Im Schwarzwald-Baar-Kreis tut sich was in puncto Abfallwirtschaft. Der Landkreis plant die Errichtung eines zentralen Entsorgungszentrums, um die Entsorgung von Restmüll effizienter zu gestalten. Diese Initiative wurde in einer nicht-öffentlichen Sitzung des Kreistagsausschusses für Umwelt und Technik diskutiert. Derzeit wird der Restmüll in Tuningen auf Lkws umgeschlagen und in Müllheizkraftwerke in Eschbach und Göppingen transportiert. Zukünftig könnte der Transport über die Bahn erfolgen, was eine umweltfreundlichere Alternative darstellen würde.
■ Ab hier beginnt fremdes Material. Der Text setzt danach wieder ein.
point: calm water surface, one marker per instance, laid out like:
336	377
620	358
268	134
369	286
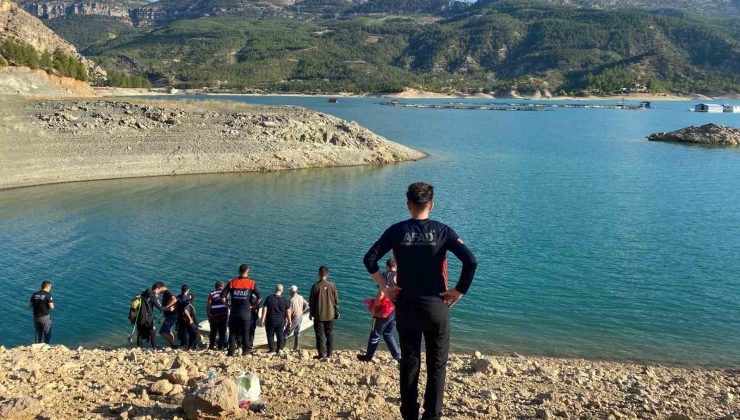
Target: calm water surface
592	241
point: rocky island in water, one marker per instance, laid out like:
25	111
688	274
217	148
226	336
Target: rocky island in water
49	141
709	134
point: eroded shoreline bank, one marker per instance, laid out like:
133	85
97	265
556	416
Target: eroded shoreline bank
53	141
120	383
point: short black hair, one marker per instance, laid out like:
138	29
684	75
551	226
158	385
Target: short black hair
420	194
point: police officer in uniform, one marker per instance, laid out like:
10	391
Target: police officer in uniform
238	293
42	303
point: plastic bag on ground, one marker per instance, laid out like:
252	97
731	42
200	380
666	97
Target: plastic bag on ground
249	388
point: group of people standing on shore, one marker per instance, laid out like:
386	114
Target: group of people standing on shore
413	294
238	307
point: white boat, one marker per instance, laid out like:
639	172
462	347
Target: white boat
260	336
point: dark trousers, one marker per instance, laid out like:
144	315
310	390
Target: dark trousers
430	319
218	329
182	333
42	325
272	332
383	327
146	333
253	328
324	337
193	335
239	329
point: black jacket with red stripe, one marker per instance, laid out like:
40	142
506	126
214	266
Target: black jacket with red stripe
243	292
420	249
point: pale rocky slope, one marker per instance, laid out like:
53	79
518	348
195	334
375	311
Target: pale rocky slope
58	383
53	141
26	81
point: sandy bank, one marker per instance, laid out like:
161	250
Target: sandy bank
120	384
52	141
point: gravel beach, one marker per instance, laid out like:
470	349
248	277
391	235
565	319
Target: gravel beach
39	381
50	141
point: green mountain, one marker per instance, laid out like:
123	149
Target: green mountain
490	46
725	8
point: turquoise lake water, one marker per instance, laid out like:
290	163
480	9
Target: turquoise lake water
592	241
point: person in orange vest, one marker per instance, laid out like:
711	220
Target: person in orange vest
237	297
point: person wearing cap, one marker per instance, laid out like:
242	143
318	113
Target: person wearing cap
181	304
298	306
384	318
191	329
275	313
218	315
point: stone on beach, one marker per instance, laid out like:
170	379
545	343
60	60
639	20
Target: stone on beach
177	376
215	398
22	408
161	387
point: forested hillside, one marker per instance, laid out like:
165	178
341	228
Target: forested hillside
493	46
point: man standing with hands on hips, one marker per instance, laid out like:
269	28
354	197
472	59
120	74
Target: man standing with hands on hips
423	299
41	303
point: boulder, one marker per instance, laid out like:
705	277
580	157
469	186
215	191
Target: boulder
183	361
706	134
161	387
177	376
374	399
483	365
216	398
20	408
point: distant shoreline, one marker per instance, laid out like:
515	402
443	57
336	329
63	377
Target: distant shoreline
419	94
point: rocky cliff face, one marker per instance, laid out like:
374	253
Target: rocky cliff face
16	23
711	134
143	13
54	9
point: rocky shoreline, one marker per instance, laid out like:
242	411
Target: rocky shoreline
50	141
708	134
39	381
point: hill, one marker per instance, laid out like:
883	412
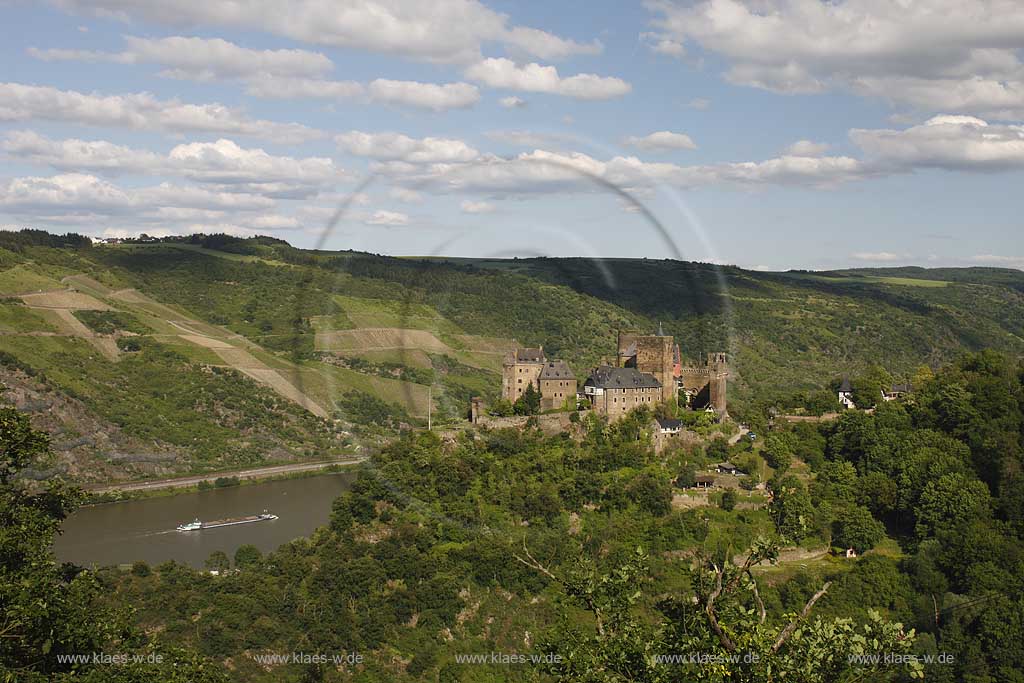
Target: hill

Um den Restmüll in Bahncontainer umschlagen und verladen zu können, wird ein geeignetes Grundstück benötigt. Dieses soll zentral im Landkreis liegen und über einen direkten Bahnanschluss oder nahe Gleise verfügen. Zudem könnte auf diesem Grundstück ein zentrales Entsorgungszentrum entstehen, wo Bürger ihre Abfälle abgeben können. Aktuell werden verschiedene Grundstücke auf ihre Eignung geprüft, wobei erste Verhandlungen vertraulich geführt werden. Es ist wichtig zu erwähnen, dass der Standort nicht nur auf Villingen-Schwenningen fokussiert ist, sondern im gesamten Landkreis gesucht wird.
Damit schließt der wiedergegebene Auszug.